A taxpayer-funded grant announced by Liberal candidate Madeleine Ogilvie during the 2021 Tasmanian state election campaign funneled $150,000 into the rowing club her daughter is a member of.
- The government has confirmed Madeleine Ogilvie’s daughter is a member of the rowing club which was granted $150,000
- The money came from a fund which was at the center of allegations the Liberals engaged in electoral bribery
- The Greens say there is a “very obvious” conflict of interest
Ms Ogilvie, now a minister in Tasmania’s Liberal government, announced on April 26 last year that the Sandy Bay Rowing Club would receive the funding for a floating pontoon if the Liberals won re-election.
The grant was to come from the Liberals’ Local Communities Facilities Fund — a controversial grants program that was also an election promise and had not been formally established.
Successful recipients of money from the fund were decided by an internal Liberal Party policy team, after candidates made applications on behalf of community groups and organisations.
During parliamentary Budget Estimates hearings on Wednesday, Sports Minister Nic Street was asked to confirm that Ms Ogilvie’s daughter was a member of the Sandy Bay Rowing Club at the time the $150,000 commitment was made.
Mr Street, who was only elevated to cabinet this year, responded that he “could not possibly” know the answer.
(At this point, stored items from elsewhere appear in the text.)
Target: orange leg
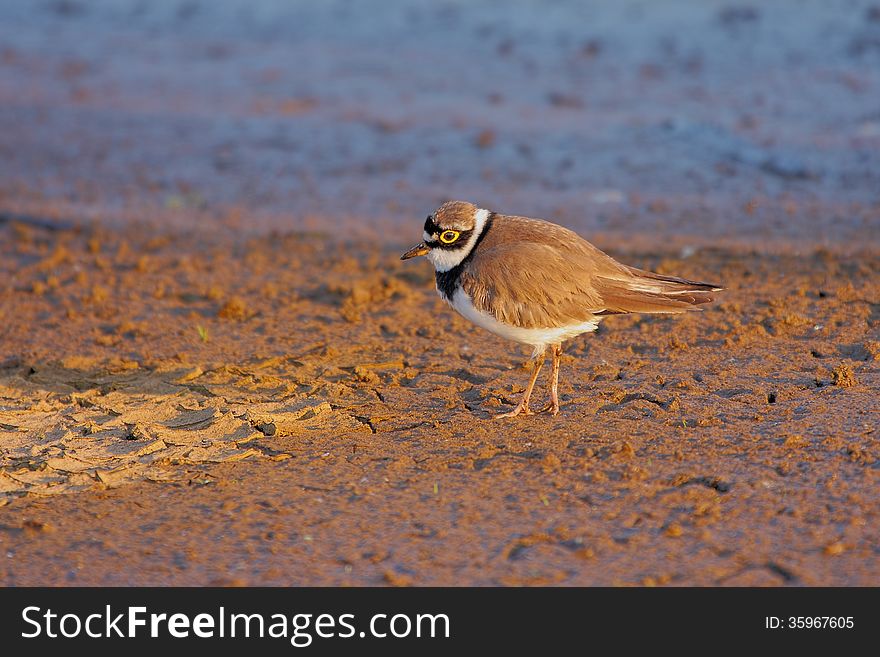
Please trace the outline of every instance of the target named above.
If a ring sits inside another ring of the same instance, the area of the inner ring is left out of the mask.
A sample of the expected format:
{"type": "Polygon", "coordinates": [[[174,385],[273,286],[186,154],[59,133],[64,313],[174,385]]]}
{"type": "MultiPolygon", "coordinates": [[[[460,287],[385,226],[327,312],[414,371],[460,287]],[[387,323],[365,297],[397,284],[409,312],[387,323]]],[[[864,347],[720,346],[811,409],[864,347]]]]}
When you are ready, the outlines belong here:
{"type": "Polygon", "coordinates": [[[559,415],[559,363],[562,360],[562,345],[553,345],[553,367],[550,370],[550,401],[539,413],[550,411],[551,415],[559,415]]]}
{"type": "Polygon", "coordinates": [[[544,365],[544,352],[542,351],[540,354],[532,358],[532,360],[535,362],[535,371],[532,372],[532,378],[529,380],[529,385],[526,386],[526,391],[523,393],[519,404],[517,404],[516,408],[512,411],[496,415],[494,419],[500,420],[503,417],[516,417],[517,415],[534,415],[529,408],[529,398],[532,396],[532,389],[535,387],[535,381],[538,380],[538,372],[541,371],[541,367],[544,365]]]}

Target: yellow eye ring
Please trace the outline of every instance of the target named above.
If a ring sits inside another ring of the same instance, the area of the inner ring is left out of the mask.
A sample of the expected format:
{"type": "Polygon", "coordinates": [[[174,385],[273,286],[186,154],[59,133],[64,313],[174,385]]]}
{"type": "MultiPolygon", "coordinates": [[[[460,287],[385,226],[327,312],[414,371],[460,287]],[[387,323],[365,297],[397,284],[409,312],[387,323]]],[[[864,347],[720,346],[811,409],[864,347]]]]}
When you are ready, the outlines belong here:
{"type": "Polygon", "coordinates": [[[459,234],[457,230],[444,230],[440,233],[440,241],[444,244],[452,244],[458,239],[459,234]]]}

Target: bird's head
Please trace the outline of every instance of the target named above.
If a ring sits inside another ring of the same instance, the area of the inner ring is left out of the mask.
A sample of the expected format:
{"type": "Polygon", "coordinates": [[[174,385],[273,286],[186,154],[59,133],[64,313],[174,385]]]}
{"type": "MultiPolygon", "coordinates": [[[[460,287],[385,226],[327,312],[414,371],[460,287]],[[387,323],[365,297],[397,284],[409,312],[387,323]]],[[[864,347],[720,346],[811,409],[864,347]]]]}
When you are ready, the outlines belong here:
{"type": "Polygon", "coordinates": [[[447,201],[425,220],[422,240],[406,253],[401,260],[426,255],[434,269],[448,271],[464,260],[483,232],[489,217],[488,210],[481,210],[467,201],[447,201]]]}

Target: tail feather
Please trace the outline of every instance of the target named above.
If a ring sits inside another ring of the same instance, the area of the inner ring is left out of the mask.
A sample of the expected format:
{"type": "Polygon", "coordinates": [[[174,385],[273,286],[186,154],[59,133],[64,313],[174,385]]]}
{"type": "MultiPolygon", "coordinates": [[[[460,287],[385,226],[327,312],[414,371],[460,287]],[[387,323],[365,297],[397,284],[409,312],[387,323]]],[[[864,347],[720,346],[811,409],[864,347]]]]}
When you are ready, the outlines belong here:
{"type": "Polygon", "coordinates": [[[627,267],[629,276],[602,279],[605,310],[599,314],[682,313],[715,300],[720,285],[627,267]]]}
{"type": "Polygon", "coordinates": [[[704,291],[704,292],[720,292],[724,288],[714,283],[701,283],[699,281],[691,281],[687,278],[679,278],[678,276],[666,276],[657,274],[644,269],[636,269],[628,267],[630,273],[636,278],[643,278],[655,282],[666,288],[667,294],[682,293],[685,291],[704,291]],[[664,285],[665,284],[665,285],[664,285]]]}

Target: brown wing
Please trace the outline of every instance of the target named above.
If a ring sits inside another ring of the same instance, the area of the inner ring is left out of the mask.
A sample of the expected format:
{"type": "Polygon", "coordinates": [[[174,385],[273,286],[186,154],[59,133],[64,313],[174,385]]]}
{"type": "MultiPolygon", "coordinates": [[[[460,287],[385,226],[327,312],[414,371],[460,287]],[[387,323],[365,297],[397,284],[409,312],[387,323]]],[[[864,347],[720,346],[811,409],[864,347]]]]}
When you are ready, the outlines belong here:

“I am not going to comment on conflicts of interest or potential conflicts of interest that other ministers might have,” he said.
The government has since confirmed that Ms Ogilvie’s daughter was a member of the club, saying that the situation had been “disclosed” to the Liberal Party at the time.
Greens leader Cassy O’Connor said it was a “very obvious” conflict of interest.
“The revelations surrounding Ms Ogilvie’s involvement in securing $150,000 in funding for her child’s sports club during the last state election are a very bad look for the Liberals,” Ms O’Connor said.
“It beggars belief that the Rockliff government would say, ‘Everything is fine,’ because Ms Ogilvie told the Liberal Party it would benefit her daughter.”
The Liberals’ Local Communities Facilities Fund was the subject of a series of heated exchanges at the Estimates table, following allegations engaged in April that the party in electoral bribery by using the fund to make election commitments.
Earlier that same month, a bombshell report by Tasmania’s Integrity Commission into electoral bribery, or pork-barrelling, during the 2018 state election campaign raised questions over tens of millions of dollars of taxpayer money handed out by the Liberal Party in 2018, drawing comparisons to the Commonwealth’s so-called “sports rorts” saga, but pointing out there were fewer rules governing the practice in Tasmania.
The integrity watchdog raised concerns that there was no publicly available information about how grant recipients were chosen in 2018, the fact the promises were never assessed by the public service, and that there was no process to determine whether the grants were a good use of public money.
In the case of the 2021 grants, Mr Street said they were assessed by the Liberals’ policy team, based on criteria.
He did not outline the criteria, but a government spokeswoman later said they included how projects would improve economic activity, create jobs, support local businesses, and improve community amenity.
Mr Street was unable to say how many projects received funding in this way, how many applicants missed out, which other Liberal Party candidates applied for and received grants, or whether there was a limit on how much funding the program would provide.
He told the Estimates hearing the election commitments were informed by community feedback and consultation.
Mr Street said the Liberal Party director wrote to all of the party’s candidates in early April to let them know of the Liberals’ policy to establish the grants fund, saying it was “merely a vehicle for a process for managing requests from local candidates on behalf of local community groups and organisations”.
Mr Street said all the grants promises were included in last year’s state budget which passed through state parliament.